Lex Fridman — MIT researcher and lecturer delivering an MIT deep learning course lecture on the state of the art in AI

The gist

This is a solo MIT lecture in which Lex Fridman reviews the most exciting developments in deep learning across 2017 and 2018. He frames 2018 as the year of natural language processing, walking through encoder-decoder architectures, attention, self-attention, the transformer, embeddings, ELMo, the OpenAI transformer, and the breakthrough of BERT. He then surveys applied deep learning including Tesla Autopilot, AutoML and neural architecture search, data augmentation, synthetic data, annotation tools, cheap accessible training benchmarks, GANs, and video-to-video synthesis.
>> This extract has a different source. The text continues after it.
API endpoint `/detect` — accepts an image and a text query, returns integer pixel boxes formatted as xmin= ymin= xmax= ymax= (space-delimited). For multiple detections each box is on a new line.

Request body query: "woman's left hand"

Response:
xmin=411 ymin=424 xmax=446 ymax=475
The final third covers deep reinforcement learning milestones like DQN, AlphaGo, AlphaGo Zero, Alpha Zero, and OpenAI's work on Dota 2, closing with the maturing of frameworks and Geoff Hinton's call to rethink backpropagation.

Big reveals

  • Fridman declares 2018 the year of natural language processing, comparing it to the 2012 ImageNet moment for computer vision.
  • BERT is named the single biggest breakthrough of the year, using richly bi-directional encoding that masks 15% of tokens and predicts them.
  • Over one billion miles have been driven on Tesla Autopilot, with a neural network controlling decisions affecting human lives.
  • AlphaGo Zero beat AlphaGo with just a few days of training and zero supervision from expert games via self-play.
  • Alpha Zero beat the top chess engine StockFish with just four hours of (highly distributed) training.
  • In 2018 OpenAI's 5v5 Dota 2 team lost to top human players at the International, but is expected to return.
  • Geoff Hinton, a godfather of deep learning, said of backpropagation: 'throw it all away and start again.'

Things worth remembering

  • The 2012 AlexNet result is cited as the moment that proved what deep learning could do for computer vision.
  • ELMo uses bi-directional LSTMs to learn rich contextual word representations from both directions.
  • Tesla hardware version 1 used an Intel Mobileye monocular system that, as far as known, did not use a neural network, while version 2 always learns with weekly weight updates.
  • The fast.ai group trained on ImageNet to 93% accuracy in 3 hours for about 25 dollars, and reached 94% on CIFAR-10 for 26 cents.
  • Google DeepMind's BigGAN produced incredibly high-resolution images mainly by scaling model capacity and batch size rather than new ideas.
  • DeepLabv3+ is the state-of-the-art open-source semantic segmentation system on the PASCAL VOC challenge, using atrous convolutions for multi-scale processing.
  • DeepBlue beat Kasparov in the 1990s by looking as far down the game tree as possible, unlike Alpha Zero which mimics human-like minimal look-ahead.
  • The Dota 2 International competition's 2018 winning team received 11 million dollars in prize money.
  • PyTorch 1.0 came out in 2018 and TensorFlow 2.0 with eager execution was coming in 2019, standardizing deep learning frameworks.